The sidewalks of Lisbon are famous for their attractive, slippery mosaic tiles. They are very slick when dry and nearly lethal when wet. In many locations, the sidewalks are not well maintained, so the situation is complicated with potholes, broken stones, and collapsed curbs. Injuries are common. Traditionalists have succeeded in resisting attempts to repave the sidewalks with safer, more modern materials.


This mosaic pattern creates the illusion that the plaza is wavy. We saw something similar in Barcelona.


After the 1755 earthquake, tsunami, and fire, King Jose I was so shaken that he moved into a tent city in the foothills and left Marques de Pombal in charge of rebuilding. Pombal had the streets built on a grid, and used a colonial style of architecture that was inexpensive and easy to assemble.


Our hotel was near Pombal Square, where the marques’s many achievements are remembered with a huge monument


The older neighborhoods that were not rebuilt still have their narrow, medieval streets.


This neighborhood statue commemorates the lottery ticket salesman.


Like Paris and Barcelona, Lisbon is notable for the iron work on its balconies. Many buildings also have decorative tile work on the facades.

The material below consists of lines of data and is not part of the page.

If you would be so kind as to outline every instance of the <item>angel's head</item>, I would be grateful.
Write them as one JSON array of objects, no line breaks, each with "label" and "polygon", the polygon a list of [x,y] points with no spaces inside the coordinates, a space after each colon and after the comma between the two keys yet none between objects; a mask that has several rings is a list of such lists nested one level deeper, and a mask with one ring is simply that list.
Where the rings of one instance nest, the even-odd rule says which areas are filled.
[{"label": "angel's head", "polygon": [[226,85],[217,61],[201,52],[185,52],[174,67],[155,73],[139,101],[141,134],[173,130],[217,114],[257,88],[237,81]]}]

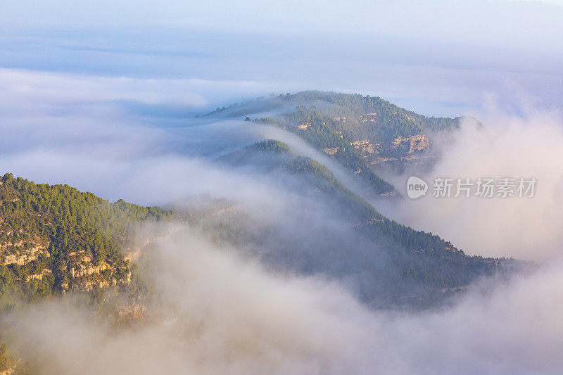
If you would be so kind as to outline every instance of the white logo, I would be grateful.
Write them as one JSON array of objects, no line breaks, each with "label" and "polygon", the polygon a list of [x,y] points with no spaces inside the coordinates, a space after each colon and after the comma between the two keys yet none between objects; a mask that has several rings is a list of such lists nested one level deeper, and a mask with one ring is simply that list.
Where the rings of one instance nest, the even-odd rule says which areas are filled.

The church at the Monastery of Jeronimos is decorated with elaborate limestone carvings.


The monastery contains the tomb of Vasco da Gama, famed Portuguese explorer, the first European to sail to India.


This 330-foot-tall statue, modeled after the one in Rio de Janeiro, overlooks the harbor.


We were here at the end of December 2018. Our hotel had a fancy New Year's Eve party, and we enjoyed sipping champagne on the rooftop terrace as we watched the fireworks across the city.